脳筋令嬢、後宮入り初日(2)


 部屋を出てすぐに、ヘレナの部屋の入り口と同じような扉があった。


「ふぅ……」


 軽く息を整えて、それからノックをする。

 少しだけ待つと共に、扉の向こうから女性が姿を現した。


「どちら様でしょうか」


「失礼しま……ごほん。私は、今日から隣の部屋にやってきた者だ。ご主人は在室か」


 格好からして、恐らく侍女だろう。

 先程の女官長とは、制服が異なる。ということは、恐らくこの部屋の主が個人的に雇っている侍女なのであろう。

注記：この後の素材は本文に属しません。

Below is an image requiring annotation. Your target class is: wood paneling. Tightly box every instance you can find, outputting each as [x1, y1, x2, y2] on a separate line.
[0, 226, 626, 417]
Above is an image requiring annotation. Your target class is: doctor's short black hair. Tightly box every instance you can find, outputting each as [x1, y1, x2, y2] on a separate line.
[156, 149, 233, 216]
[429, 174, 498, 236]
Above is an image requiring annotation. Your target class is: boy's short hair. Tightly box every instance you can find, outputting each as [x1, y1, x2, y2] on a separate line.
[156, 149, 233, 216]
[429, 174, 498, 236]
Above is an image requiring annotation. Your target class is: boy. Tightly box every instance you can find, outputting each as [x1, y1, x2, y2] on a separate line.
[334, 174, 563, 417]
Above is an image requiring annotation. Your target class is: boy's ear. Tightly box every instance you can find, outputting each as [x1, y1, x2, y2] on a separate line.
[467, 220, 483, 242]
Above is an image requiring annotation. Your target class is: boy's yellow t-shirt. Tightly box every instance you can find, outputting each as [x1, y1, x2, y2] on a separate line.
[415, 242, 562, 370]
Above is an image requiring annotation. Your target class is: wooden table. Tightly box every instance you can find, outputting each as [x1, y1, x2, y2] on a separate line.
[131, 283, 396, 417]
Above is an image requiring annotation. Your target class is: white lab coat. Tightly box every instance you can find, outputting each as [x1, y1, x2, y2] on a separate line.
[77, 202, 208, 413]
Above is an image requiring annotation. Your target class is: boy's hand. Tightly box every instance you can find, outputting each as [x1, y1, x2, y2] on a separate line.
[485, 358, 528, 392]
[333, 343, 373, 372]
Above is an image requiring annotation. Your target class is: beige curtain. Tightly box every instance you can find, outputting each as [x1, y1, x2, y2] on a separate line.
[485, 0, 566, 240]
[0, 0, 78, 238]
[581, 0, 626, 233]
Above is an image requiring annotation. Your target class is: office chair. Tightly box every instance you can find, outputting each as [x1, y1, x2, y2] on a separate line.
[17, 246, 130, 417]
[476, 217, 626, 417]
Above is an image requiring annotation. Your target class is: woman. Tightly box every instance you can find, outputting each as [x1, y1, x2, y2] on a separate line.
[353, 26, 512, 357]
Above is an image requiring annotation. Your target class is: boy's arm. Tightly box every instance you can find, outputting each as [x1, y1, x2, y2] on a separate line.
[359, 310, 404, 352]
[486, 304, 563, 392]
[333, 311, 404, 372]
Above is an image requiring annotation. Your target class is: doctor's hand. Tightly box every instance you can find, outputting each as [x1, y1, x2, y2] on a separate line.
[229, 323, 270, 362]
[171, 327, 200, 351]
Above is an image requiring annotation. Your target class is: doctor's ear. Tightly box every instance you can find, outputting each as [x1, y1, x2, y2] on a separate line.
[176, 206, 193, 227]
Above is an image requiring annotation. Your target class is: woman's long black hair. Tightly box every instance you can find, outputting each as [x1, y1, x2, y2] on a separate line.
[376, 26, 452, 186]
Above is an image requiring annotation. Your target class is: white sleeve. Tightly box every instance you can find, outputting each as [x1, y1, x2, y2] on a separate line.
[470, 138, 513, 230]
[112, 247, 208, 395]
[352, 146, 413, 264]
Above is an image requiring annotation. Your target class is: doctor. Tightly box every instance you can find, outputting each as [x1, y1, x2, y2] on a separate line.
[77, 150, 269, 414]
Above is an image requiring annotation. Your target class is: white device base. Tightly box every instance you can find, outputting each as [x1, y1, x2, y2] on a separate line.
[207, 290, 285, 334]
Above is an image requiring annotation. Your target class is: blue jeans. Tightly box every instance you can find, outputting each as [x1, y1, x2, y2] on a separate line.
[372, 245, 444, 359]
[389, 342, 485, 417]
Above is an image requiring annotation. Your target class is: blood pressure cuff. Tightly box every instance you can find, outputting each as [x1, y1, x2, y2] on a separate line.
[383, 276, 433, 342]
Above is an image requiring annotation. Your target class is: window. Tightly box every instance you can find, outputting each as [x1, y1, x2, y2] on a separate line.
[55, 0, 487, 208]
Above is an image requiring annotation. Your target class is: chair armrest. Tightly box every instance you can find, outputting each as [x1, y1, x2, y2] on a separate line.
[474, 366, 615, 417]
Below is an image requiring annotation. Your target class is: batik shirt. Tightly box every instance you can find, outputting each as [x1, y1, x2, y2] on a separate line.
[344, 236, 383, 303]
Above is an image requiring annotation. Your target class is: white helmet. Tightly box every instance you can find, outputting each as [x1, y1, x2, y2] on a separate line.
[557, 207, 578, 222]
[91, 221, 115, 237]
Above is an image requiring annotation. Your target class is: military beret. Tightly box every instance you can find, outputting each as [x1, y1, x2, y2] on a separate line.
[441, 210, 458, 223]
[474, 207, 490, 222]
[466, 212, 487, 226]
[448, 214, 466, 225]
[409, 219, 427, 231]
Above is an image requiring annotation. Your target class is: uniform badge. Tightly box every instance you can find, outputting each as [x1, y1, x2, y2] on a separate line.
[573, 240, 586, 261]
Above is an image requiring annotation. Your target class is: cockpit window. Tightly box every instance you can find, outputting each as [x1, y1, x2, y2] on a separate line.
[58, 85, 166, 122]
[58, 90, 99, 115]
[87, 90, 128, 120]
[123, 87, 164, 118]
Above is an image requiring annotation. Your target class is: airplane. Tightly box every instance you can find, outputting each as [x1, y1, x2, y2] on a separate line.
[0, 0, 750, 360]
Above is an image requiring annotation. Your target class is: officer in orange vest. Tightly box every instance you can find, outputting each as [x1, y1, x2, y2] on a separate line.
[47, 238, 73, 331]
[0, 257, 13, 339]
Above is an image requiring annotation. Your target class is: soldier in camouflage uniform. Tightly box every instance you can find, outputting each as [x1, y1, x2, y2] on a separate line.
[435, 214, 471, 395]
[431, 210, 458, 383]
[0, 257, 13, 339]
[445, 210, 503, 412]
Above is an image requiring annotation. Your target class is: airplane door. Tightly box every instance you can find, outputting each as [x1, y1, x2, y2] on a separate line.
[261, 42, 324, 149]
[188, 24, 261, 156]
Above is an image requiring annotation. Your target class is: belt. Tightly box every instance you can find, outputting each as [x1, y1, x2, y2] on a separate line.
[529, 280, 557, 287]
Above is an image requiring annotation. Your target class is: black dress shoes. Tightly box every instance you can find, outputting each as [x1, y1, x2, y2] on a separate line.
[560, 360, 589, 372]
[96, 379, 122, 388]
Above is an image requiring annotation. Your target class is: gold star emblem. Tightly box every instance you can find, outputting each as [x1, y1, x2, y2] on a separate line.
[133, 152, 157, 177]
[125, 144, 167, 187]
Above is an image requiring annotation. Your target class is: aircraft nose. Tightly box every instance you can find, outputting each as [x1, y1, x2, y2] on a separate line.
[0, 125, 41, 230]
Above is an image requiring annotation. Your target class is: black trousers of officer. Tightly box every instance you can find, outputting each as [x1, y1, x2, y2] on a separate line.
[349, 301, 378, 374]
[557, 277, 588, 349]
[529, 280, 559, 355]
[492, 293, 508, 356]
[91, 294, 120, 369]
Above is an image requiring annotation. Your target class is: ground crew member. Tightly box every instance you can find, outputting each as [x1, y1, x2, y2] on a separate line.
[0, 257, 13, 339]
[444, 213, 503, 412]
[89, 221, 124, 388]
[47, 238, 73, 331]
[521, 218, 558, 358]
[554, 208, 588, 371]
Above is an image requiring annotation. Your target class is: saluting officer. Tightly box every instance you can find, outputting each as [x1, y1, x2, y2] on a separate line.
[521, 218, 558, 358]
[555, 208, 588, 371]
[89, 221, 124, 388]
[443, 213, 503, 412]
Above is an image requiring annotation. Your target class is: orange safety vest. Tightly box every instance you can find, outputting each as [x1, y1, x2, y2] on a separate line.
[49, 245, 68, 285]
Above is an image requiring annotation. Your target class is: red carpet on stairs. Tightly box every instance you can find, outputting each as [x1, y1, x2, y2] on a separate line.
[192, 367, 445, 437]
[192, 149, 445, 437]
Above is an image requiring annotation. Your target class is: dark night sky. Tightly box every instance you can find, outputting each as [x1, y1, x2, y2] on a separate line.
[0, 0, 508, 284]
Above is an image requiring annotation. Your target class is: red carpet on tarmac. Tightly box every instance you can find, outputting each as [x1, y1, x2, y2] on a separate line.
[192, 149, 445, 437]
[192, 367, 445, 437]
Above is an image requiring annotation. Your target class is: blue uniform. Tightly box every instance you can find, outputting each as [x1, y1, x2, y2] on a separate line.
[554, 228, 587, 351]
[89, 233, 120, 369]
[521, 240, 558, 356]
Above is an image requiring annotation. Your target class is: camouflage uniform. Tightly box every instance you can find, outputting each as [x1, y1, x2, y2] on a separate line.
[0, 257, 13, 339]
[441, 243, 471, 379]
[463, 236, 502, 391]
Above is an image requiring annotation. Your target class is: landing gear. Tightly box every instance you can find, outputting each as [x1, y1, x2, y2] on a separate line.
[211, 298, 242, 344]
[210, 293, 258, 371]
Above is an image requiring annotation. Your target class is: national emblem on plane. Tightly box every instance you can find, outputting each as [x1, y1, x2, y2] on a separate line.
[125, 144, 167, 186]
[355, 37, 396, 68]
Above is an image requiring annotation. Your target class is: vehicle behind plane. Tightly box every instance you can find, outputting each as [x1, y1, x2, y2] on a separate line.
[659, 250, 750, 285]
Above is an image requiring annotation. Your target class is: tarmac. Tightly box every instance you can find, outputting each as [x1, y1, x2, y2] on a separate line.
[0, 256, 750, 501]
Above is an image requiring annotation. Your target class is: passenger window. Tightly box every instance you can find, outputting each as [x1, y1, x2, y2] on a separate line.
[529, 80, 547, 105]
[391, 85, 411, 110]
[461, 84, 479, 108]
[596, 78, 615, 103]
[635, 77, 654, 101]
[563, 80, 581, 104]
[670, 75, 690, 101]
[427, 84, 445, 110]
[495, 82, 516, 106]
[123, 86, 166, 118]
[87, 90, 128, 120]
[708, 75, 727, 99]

つまり、身分的にヘレナよりも下となる。

 女官長に言われた通り、下手にへりくだってはいけないだろう。

 だからこそ、自分が『陽天姫』であり『正妃扱い』であるということを考えて、口調を整える。

 侍女はそんなヘレナの言葉に一瞬びくっ、と体を震わせ、それから、「少々、お待ちください!」と言って扉を閉めた。

 何か間違えたかな、と思いつつ、暫し扉の前で待つと。


「シャルロッテ様が、お会いになられるとのことです! 中へどうぞ!」


 すぐに扉は開き、先程の侍女がもう一度出てきて、そうヘレナを促す。

 間取りとしてはヘレナの部屋と何も変わらない、やや広めの部屋。その中にある、テーブルを挟んで一人掛けのソファが対面しているのも、ヘレナの部屋と全く同じだ。

 強いて違うところを述べるならば。

 そのソファに、優雅にカップを傾けている美少女が座っていること。

 そして――その周囲を十人からなる侍女が囲んでいること。


「ようこそいらっしゃました、レイルノート侯爵令嬢……『陽天姫』様とお呼びした方がよろしいですの?」


「ご随意に」


「どうぞ、お座りください。誰か、『陽天姫』様にお茶をお出ししますの」


 ヘレナにソファへ座るよう促して、それから侍女へ指示を出す。その所作は、まさに貴族令嬢といったところか。所作の一つ一つに優雅さがにじみ出ている。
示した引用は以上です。